De vuelta a la literatura: los nueve cuentos de El tiempo envejece deprisa son historias de personajes que deben lidiar con episodios del pasado. O deciden hacerlo: después de una década preso, un general húngaro que resistió la invasión soviética visita al general ruso que lo metió en la cárcel.
La mayoría de los cuentos tratan de personajes que vivieron en la Europa comunista. ¿Qué le atrae del tema?
Era una parte de Occidente que estaba en la nevera. De un martes para miércoles, esos países salieron del congelador y se encontraron en nuestro calendario. Vivían en otro tiempo. Como este libro está dedicado al tiempo, me interesó mostrar cómo es que un tiempo entra en otro tiempo. Mostrar el desorden temporal que se produjo después que cayó el Muro de Berlín.
¿Es un libro nostálgico?
Pensamos que la nostalgia es el sentimiento de añorar las cosas buenas que se perdieron. En mi libro aparece la nostalgia de las peores cosas. En el cuento Los muertos a la mesa, un personaje de la policía política de la Alemania comunista que ha pasado su vida espiando a Bertol Brecht manifiesta una curiosa nostalgia: echa de menos el Muro de Berlín.

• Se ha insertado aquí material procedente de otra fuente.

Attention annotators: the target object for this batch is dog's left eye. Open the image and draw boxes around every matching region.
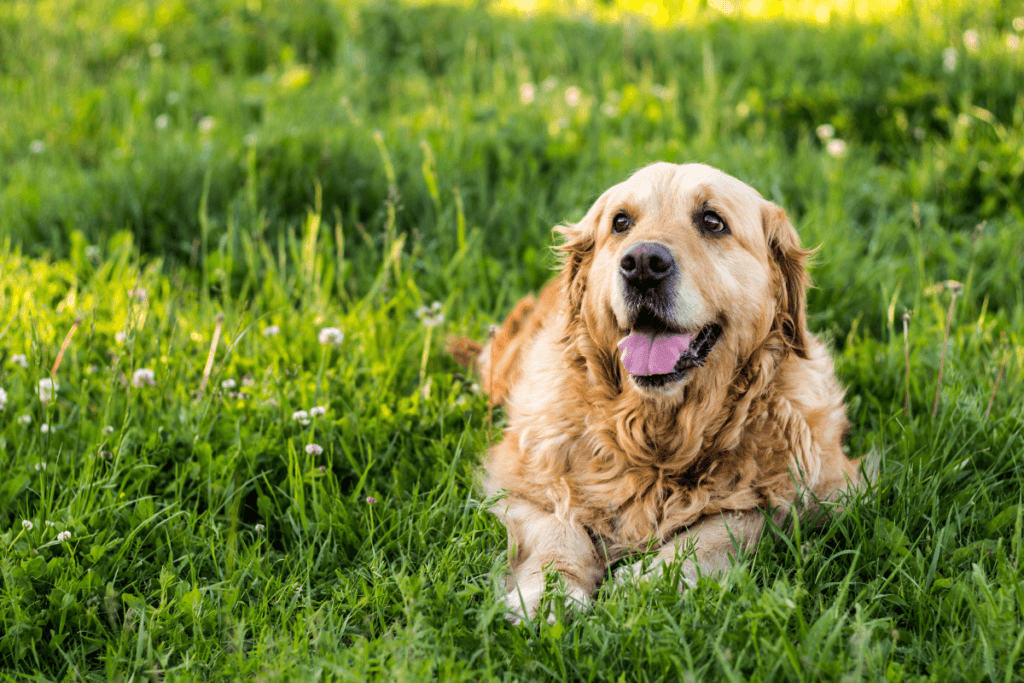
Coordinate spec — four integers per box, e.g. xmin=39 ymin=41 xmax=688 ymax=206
xmin=700 ymin=211 xmax=729 ymax=235
xmin=612 ymin=213 xmax=632 ymax=234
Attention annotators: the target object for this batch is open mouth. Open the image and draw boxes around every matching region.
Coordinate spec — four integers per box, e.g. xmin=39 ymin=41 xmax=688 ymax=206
xmin=617 ymin=309 xmax=722 ymax=389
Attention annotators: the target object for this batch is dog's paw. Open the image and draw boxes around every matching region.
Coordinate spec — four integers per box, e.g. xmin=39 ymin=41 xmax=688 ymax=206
xmin=549 ymin=583 xmax=592 ymax=624
xmin=502 ymin=577 xmax=591 ymax=625
xmin=611 ymin=558 xmax=658 ymax=587
xmin=612 ymin=558 xmax=697 ymax=591
xmin=502 ymin=578 xmax=545 ymax=625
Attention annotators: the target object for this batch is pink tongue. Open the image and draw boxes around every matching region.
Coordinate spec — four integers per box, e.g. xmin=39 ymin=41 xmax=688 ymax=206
xmin=617 ymin=330 xmax=695 ymax=376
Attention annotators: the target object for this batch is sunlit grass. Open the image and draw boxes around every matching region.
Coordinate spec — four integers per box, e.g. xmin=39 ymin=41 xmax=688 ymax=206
xmin=419 ymin=0 xmax=991 ymax=26
xmin=1 ymin=0 xmax=1023 ymax=679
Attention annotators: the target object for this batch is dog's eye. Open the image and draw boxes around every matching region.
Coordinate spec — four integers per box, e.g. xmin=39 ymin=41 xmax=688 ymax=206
xmin=700 ymin=211 xmax=729 ymax=235
xmin=612 ymin=213 xmax=632 ymax=234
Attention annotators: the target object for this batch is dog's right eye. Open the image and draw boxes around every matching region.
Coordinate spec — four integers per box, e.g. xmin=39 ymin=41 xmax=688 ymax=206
xmin=612 ymin=213 xmax=632 ymax=234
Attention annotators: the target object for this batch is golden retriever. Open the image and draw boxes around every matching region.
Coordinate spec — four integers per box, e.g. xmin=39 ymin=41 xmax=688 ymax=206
xmin=451 ymin=162 xmax=860 ymax=622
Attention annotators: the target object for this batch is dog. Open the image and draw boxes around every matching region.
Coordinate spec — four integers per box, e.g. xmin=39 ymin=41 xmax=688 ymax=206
xmin=450 ymin=162 xmax=861 ymax=622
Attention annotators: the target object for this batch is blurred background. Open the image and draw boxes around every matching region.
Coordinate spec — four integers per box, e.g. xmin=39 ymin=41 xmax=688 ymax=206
xmin=2 ymin=0 xmax=1023 ymax=337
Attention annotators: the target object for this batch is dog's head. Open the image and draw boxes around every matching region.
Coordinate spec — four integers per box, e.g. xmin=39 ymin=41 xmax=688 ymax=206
xmin=557 ymin=162 xmax=811 ymax=401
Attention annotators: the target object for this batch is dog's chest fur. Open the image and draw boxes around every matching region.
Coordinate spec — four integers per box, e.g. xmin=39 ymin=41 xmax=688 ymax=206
xmin=486 ymin=323 xmax=822 ymax=555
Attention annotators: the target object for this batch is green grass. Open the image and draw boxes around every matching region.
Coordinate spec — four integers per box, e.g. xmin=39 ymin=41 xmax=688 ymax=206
xmin=1 ymin=0 xmax=1023 ymax=680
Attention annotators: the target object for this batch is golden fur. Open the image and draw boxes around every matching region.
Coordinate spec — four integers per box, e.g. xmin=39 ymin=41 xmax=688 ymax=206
xmin=452 ymin=163 xmax=860 ymax=621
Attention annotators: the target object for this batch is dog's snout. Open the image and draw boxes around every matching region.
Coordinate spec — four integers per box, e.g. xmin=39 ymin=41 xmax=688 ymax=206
xmin=620 ymin=242 xmax=676 ymax=289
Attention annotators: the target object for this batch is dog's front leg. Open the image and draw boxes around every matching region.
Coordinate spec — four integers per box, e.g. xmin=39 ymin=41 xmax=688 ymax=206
xmin=496 ymin=497 xmax=604 ymax=623
xmin=615 ymin=509 xmax=771 ymax=589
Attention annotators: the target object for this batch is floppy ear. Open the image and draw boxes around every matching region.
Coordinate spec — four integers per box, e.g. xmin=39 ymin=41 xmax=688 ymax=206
xmin=554 ymin=193 xmax=607 ymax=313
xmin=762 ymin=202 xmax=813 ymax=359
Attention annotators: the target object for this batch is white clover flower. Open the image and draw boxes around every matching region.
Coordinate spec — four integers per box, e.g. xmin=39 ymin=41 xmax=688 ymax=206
xmin=11 ymin=354 xmax=28 ymax=368
xmin=416 ymin=302 xmax=444 ymax=328
xmin=221 ymin=378 xmax=237 ymax=390
xmin=115 ymin=331 xmax=127 ymax=343
xmin=85 ymin=245 xmax=101 ymax=261
xmin=29 ymin=140 xmax=46 ymax=154
xmin=34 ymin=462 xmax=47 ymax=471
xmin=166 ymin=91 xmax=180 ymax=105
xmin=310 ymin=405 xmax=327 ymax=417
xmin=198 ymin=116 xmax=216 ymax=133
xmin=22 ymin=520 xmax=33 ymax=531
xmin=519 ymin=83 xmax=536 ymax=104
xmin=943 ymin=47 xmax=958 ymax=72
xmin=1007 ymin=34 xmax=1021 ymax=51
xmin=40 ymin=423 xmax=50 ymax=433
xmin=38 ymin=378 xmax=58 ymax=403
xmin=1015 ymin=17 xmax=1024 ymax=32
xmin=541 ymin=77 xmax=557 ymax=92
xmin=244 ymin=133 xmax=259 ymax=147
xmin=826 ymin=139 xmax=848 ymax=158
xmin=602 ymin=103 xmax=617 ymax=117
xmin=102 ymin=426 xmax=115 ymax=435
xmin=45 ymin=521 xmax=54 ymax=527
xmin=128 ymin=288 xmax=147 ymax=302
xmin=292 ymin=410 xmax=311 ymax=426
xmin=18 ymin=414 xmax=32 ymax=426
xmin=262 ymin=325 xmax=281 ymax=337
xmin=565 ymin=86 xmax=581 ymax=107
xmin=132 ymin=368 xmax=156 ymax=387
xmin=318 ymin=327 xmax=344 ymax=345
xmin=305 ymin=443 xmax=324 ymax=456
xmin=0 ymin=387 xmax=7 ymax=411
xmin=57 ymin=531 xmax=71 ymax=543
xmin=255 ymin=523 xmax=265 ymax=533
xmin=155 ymin=113 xmax=170 ymax=130
xmin=963 ymin=29 xmax=980 ymax=53
xmin=815 ymin=124 xmax=835 ymax=141
xmin=148 ymin=42 xmax=164 ymax=58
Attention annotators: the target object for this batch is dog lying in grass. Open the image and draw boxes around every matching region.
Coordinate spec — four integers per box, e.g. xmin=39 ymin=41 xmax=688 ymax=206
xmin=451 ymin=162 xmax=861 ymax=622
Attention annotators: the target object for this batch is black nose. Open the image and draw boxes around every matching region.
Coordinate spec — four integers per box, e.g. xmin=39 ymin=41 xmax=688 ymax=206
xmin=620 ymin=242 xmax=676 ymax=290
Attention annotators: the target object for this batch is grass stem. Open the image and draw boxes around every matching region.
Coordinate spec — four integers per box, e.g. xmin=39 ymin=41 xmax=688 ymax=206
xmin=932 ymin=284 xmax=960 ymax=418
xmin=199 ymin=313 xmax=224 ymax=396
xmin=902 ymin=311 xmax=911 ymax=417
xmin=419 ymin=325 xmax=434 ymax=386
xmin=51 ymin=316 xmax=81 ymax=377
xmin=985 ymin=345 xmax=1007 ymax=421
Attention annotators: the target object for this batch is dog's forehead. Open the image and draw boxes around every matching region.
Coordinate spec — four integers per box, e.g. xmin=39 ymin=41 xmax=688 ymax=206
xmin=615 ymin=163 xmax=763 ymax=214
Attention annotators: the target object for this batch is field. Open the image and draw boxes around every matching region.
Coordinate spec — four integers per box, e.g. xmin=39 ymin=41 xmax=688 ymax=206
xmin=1 ymin=0 xmax=1024 ymax=679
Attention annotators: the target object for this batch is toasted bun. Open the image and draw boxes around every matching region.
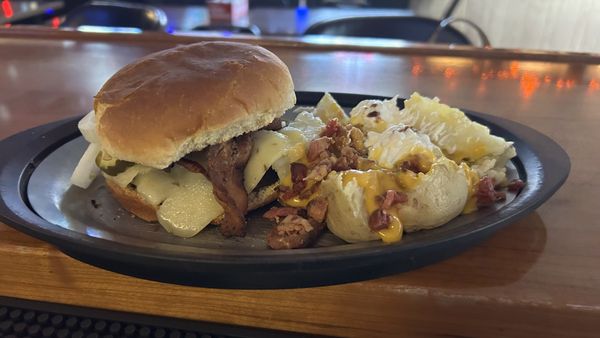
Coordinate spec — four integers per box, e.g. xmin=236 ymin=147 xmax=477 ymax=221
xmin=105 ymin=178 xmax=158 ymax=222
xmin=95 ymin=41 xmax=296 ymax=169
xmin=105 ymin=177 xmax=279 ymax=224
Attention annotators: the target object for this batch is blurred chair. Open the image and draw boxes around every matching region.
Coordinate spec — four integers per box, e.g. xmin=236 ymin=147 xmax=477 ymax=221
xmin=304 ymin=16 xmax=490 ymax=46
xmin=192 ymin=24 xmax=261 ymax=36
xmin=61 ymin=1 xmax=168 ymax=31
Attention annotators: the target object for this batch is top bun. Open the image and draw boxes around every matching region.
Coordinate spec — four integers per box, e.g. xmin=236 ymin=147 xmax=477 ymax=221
xmin=94 ymin=41 xmax=296 ymax=169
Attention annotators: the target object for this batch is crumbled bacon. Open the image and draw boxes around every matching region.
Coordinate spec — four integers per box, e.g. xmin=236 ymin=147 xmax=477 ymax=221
xmin=291 ymin=163 xmax=308 ymax=183
xmin=348 ymin=126 xmax=367 ymax=155
xmin=321 ymin=119 xmax=342 ymax=137
xmin=368 ymin=209 xmax=390 ymax=231
xmin=279 ymin=185 xmax=297 ymax=200
xmin=305 ymin=159 xmax=333 ymax=182
xmin=263 ymin=207 xmax=300 ymax=221
xmin=380 ymin=190 xmax=408 ymax=210
xmin=307 ymin=197 xmax=328 ymax=223
xmin=267 ymin=215 xmax=325 ymax=250
xmin=507 ymin=179 xmax=525 ymax=192
xmin=307 ymin=137 xmax=333 ymax=162
xmin=333 ymin=146 xmax=360 ymax=171
xmin=476 ymin=176 xmax=506 ymax=208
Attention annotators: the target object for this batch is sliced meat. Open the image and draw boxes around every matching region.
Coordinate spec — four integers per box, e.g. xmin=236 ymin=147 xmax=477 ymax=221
xmin=307 ymin=137 xmax=333 ymax=162
xmin=380 ymin=190 xmax=408 ymax=210
xmin=176 ymin=158 xmax=207 ymax=175
xmin=368 ymin=209 xmax=390 ymax=231
xmin=263 ymin=207 xmax=300 ymax=221
xmin=207 ymin=134 xmax=253 ymax=237
xmin=267 ymin=215 xmax=325 ymax=250
xmin=263 ymin=117 xmax=284 ymax=131
xmin=306 ymin=197 xmax=328 ymax=223
xmin=507 ymin=179 xmax=526 ymax=192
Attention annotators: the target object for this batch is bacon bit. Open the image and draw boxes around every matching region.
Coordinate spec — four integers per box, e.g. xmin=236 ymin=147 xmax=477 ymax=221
xmin=291 ymin=162 xmax=308 ymax=183
xmin=307 ymin=197 xmax=328 ymax=223
xmin=299 ymin=181 xmax=320 ymax=199
xmin=381 ymin=190 xmax=408 ymax=210
xmin=507 ymin=179 xmax=526 ymax=192
xmin=305 ymin=160 xmax=333 ymax=182
xmin=476 ymin=176 xmax=499 ymax=207
xmin=176 ymin=158 xmax=207 ymax=175
xmin=267 ymin=215 xmax=325 ymax=250
xmin=279 ymin=186 xmax=298 ymax=200
xmin=348 ymin=126 xmax=367 ymax=155
xmin=263 ymin=207 xmax=300 ymax=221
xmin=292 ymin=180 xmax=307 ymax=193
xmin=321 ymin=119 xmax=342 ymax=137
xmin=307 ymin=137 xmax=333 ymax=162
xmin=368 ymin=209 xmax=390 ymax=231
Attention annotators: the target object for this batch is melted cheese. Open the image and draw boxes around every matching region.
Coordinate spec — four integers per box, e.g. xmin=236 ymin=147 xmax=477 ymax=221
xmin=132 ymin=170 xmax=177 ymax=206
xmin=461 ymin=164 xmax=481 ymax=214
xmin=341 ymin=170 xmax=412 ymax=243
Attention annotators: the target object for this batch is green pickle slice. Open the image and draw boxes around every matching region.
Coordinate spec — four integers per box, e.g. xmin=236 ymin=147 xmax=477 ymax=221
xmin=95 ymin=151 xmax=134 ymax=176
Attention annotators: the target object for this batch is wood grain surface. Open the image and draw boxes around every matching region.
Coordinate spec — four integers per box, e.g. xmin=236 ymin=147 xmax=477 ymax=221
xmin=1 ymin=28 xmax=599 ymax=337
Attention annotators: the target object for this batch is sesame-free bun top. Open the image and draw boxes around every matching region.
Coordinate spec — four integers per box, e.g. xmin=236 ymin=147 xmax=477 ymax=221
xmin=94 ymin=41 xmax=296 ymax=169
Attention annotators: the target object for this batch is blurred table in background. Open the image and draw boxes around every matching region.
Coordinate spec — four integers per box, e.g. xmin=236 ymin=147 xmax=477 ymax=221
xmin=1 ymin=28 xmax=600 ymax=337
xmin=0 ymin=0 xmax=62 ymax=25
xmin=126 ymin=5 xmax=413 ymax=35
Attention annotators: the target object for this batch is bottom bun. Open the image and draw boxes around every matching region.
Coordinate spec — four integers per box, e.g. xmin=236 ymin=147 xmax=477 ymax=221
xmin=106 ymin=178 xmax=158 ymax=222
xmin=105 ymin=177 xmax=279 ymax=225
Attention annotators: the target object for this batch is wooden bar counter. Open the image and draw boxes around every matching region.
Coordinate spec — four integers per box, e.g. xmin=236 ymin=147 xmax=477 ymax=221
xmin=1 ymin=28 xmax=599 ymax=337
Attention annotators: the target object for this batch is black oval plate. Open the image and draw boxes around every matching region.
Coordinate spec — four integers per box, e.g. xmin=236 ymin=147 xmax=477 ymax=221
xmin=0 ymin=92 xmax=570 ymax=289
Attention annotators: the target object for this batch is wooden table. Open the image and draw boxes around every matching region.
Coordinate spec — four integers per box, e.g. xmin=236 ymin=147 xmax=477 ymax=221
xmin=1 ymin=28 xmax=599 ymax=337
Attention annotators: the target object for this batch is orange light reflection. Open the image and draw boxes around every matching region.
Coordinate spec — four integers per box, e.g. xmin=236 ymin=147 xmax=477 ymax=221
xmin=411 ymin=64 xmax=423 ymax=76
xmin=509 ymin=61 xmax=520 ymax=79
xmin=588 ymin=79 xmax=600 ymax=91
xmin=520 ymin=72 xmax=540 ymax=98
xmin=444 ymin=67 xmax=456 ymax=79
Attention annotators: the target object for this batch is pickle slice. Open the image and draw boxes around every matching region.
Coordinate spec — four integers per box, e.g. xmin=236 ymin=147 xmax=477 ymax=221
xmin=95 ymin=151 xmax=134 ymax=176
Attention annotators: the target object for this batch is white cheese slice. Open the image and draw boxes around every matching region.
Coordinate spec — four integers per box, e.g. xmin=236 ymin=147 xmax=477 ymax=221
xmin=132 ymin=170 xmax=178 ymax=206
xmin=244 ymin=130 xmax=290 ymax=192
xmin=157 ymin=170 xmax=224 ymax=238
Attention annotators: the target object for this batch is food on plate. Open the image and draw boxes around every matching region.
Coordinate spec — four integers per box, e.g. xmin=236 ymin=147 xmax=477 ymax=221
xmin=262 ymin=93 xmax=523 ymax=245
xmin=71 ymin=41 xmax=295 ymax=237
xmin=69 ymin=42 xmax=524 ymax=248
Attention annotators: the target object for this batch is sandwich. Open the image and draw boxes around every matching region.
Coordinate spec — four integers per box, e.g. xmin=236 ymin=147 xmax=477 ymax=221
xmin=71 ymin=41 xmax=295 ymax=238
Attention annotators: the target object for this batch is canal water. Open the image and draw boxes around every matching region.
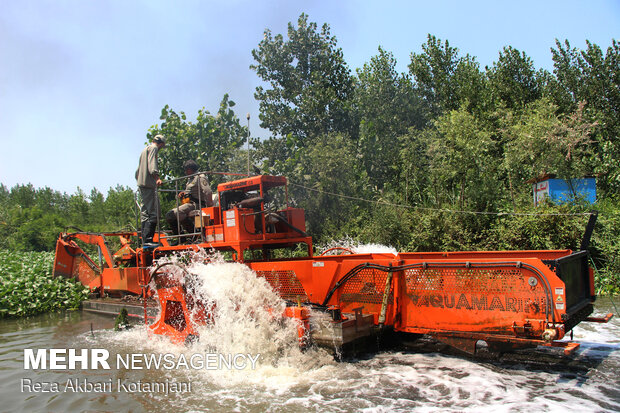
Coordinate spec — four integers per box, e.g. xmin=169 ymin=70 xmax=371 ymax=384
xmin=1 ymin=259 xmax=619 ymax=412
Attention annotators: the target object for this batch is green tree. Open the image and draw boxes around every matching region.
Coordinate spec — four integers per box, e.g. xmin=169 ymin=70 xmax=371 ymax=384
xmin=502 ymin=98 xmax=598 ymax=191
xmin=355 ymin=47 xmax=424 ymax=189
xmin=287 ymin=133 xmax=369 ymax=242
xmin=398 ymin=128 xmax=433 ymax=205
xmin=251 ymin=13 xmax=355 ymax=146
xmin=148 ymin=94 xmax=249 ymax=186
xmin=486 ymin=46 xmax=544 ymax=110
xmin=89 ymin=188 xmax=106 ymax=226
xmin=550 ymin=39 xmax=620 ymax=193
xmin=0 ymin=185 xmax=68 ymax=251
xmin=551 ymin=39 xmax=619 ymax=117
xmin=104 ymin=185 xmax=138 ymax=230
xmin=10 ymin=184 xmax=36 ymax=209
xmin=68 ymin=188 xmax=89 ymax=227
xmin=409 ymin=35 xmax=486 ymax=118
xmin=33 ymin=187 xmax=68 ymax=213
xmin=0 ymin=185 xmax=13 ymax=250
xmin=427 ymin=106 xmax=500 ymax=211
xmin=252 ymin=135 xmax=295 ymax=176
xmin=9 ymin=208 xmax=65 ymax=251
xmin=0 ymin=184 xmax=7 ymax=204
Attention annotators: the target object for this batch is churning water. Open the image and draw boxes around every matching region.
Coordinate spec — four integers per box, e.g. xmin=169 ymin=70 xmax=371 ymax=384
xmin=319 ymin=238 xmax=398 ymax=255
xmin=1 ymin=253 xmax=619 ymax=412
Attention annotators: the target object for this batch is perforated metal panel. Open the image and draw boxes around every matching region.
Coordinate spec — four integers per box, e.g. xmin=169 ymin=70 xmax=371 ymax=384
xmin=340 ymin=268 xmax=393 ymax=304
xmin=404 ymin=266 xmax=548 ymax=314
xmin=405 ymin=267 xmax=535 ymax=294
xmin=256 ymin=270 xmax=308 ymax=301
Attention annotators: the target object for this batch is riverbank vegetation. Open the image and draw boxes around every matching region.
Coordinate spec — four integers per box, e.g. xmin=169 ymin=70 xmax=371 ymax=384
xmin=0 ymin=14 xmax=617 ymax=293
xmin=0 ymin=250 xmax=89 ymax=318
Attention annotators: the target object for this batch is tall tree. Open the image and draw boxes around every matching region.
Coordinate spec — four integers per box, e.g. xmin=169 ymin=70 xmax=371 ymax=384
xmin=148 ymin=94 xmax=249 ymax=186
xmin=288 ymin=133 xmax=369 ymax=241
xmin=427 ymin=106 xmax=500 ymax=211
xmin=251 ymin=13 xmax=355 ymax=146
xmin=487 ymin=46 xmax=543 ymax=110
xmin=89 ymin=188 xmax=106 ymax=225
xmin=502 ymin=98 xmax=597 ymax=189
xmin=409 ymin=35 xmax=485 ymax=118
xmin=551 ymin=39 xmax=620 ymax=193
xmin=551 ymin=39 xmax=619 ymax=116
xmin=355 ymin=47 xmax=423 ymax=188
xmin=104 ymin=186 xmax=137 ymax=230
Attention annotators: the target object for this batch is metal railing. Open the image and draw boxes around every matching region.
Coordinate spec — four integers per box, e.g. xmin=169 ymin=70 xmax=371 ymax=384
xmin=137 ymin=170 xmax=251 ymax=248
xmin=159 ymin=170 xmax=211 ymax=244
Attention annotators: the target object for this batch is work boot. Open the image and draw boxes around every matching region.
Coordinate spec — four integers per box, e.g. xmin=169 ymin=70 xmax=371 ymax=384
xmin=181 ymin=220 xmax=197 ymax=244
xmin=166 ymin=230 xmax=179 ymax=246
xmin=166 ymin=211 xmax=179 ymax=234
xmin=166 ymin=217 xmax=182 ymax=246
xmin=143 ymin=221 xmax=161 ymax=248
xmin=140 ymin=221 xmax=150 ymax=245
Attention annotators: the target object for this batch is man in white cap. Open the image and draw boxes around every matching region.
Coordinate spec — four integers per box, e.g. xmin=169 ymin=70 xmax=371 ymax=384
xmin=135 ymin=134 xmax=166 ymax=247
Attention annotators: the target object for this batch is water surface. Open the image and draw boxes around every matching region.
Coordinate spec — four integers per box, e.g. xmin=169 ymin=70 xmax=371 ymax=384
xmin=1 ymin=299 xmax=619 ymax=412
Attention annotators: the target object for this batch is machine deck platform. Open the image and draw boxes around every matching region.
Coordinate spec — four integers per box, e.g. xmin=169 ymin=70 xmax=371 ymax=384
xmin=81 ymin=298 xmax=158 ymax=321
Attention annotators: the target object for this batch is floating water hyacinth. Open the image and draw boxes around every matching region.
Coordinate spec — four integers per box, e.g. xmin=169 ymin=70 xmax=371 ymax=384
xmin=0 ymin=250 xmax=89 ymax=318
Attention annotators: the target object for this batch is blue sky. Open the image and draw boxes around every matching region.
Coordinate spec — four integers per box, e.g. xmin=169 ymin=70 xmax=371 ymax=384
xmin=1 ymin=0 xmax=618 ymax=194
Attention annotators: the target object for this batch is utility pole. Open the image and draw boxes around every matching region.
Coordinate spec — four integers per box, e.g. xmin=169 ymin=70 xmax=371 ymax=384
xmin=246 ymin=113 xmax=250 ymax=176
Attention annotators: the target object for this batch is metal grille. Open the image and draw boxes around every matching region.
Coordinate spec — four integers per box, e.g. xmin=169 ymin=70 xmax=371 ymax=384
xmin=256 ymin=270 xmax=308 ymax=302
xmin=405 ymin=267 xmax=541 ymax=294
xmin=404 ymin=266 xmax=547 ymax=314
xmin=340 ymin=268 xmax=393 ymax=304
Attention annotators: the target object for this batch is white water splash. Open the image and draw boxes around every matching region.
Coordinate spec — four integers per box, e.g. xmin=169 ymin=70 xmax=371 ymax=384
xmin=186 ymin=251 xmax=297 ymax=356
xmin=108 ymin=249 xmax=336 ymax=388
xmin=351 ymin=243 xmax=397 ymax=255
xmin=319 ymin=237 xmax=398 ymax=255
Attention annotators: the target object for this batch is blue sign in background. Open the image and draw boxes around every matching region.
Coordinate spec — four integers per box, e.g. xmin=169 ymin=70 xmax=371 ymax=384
xmin=533 ymin=178 xmax=596 ymax=205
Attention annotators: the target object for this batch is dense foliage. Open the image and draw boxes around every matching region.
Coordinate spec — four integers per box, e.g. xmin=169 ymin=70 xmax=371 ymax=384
xmin=0 ymin=250 xmax=89 ymax=318
xmin=0 ymin=184 xmax=136 ymax=252
xmin=247 ymin=14 xmax=619 ymax=293
xmin=147 ymin=94 xmax=250 ymax=188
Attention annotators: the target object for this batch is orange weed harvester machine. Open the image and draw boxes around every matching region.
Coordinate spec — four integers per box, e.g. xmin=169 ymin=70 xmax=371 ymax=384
xmin=54 ymin=175 xmax=612 ymax=355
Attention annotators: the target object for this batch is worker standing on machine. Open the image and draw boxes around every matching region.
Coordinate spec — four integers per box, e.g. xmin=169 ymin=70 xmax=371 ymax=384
xmin=165 ymin=160 xmax=213 ymax=244
xmin=136 ymin=134 xmax=166 ymax=248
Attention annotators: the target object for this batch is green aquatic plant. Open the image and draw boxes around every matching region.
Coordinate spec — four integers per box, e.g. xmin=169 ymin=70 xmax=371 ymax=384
xmin=114 ymin=308 xmax=132 ymax=331
xmin=0 ymin=250 xmax=89 ymax=318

¿Qué le atrae de ese tipo de añoranzas?
Estos personajes son reales. Al final del libro agradezco a quienes me contaron varias de sus historias. Pero también hay ficción. Narrar una historia es modificarla.
¿Conoció al espía de Brecht?
No. Después de la caída del Muro de Berlín pude ver las fichas de algunas personas que guardaba la policía política. Un día leí la vida de un espía que había sido espiado sin saberlo. De ahí salió ese cuento. A Brecht lo agregué yo. Pero son historias reales.
¿Cómo recuerda el tiempo en que escribió su primer libro, Piazza de Italia (1975)?
Era una Italia muy bella. Había una elegancia natural. Incluso, cuando una persona analfabeta abría la boca salía un italiano bello y elegante. Eso se ha perdido. El idioma en Italia se ha corrompido. Es vulgar. El italiano actual ya no me pertenece. Creo que las palabras se han enfermado. La literatura tiene el deber de defender las palabras de esa enfermedad.
¿Y un deber político?
Puede tenerlo, no es obligatorio. En literatura nada es obligatorio.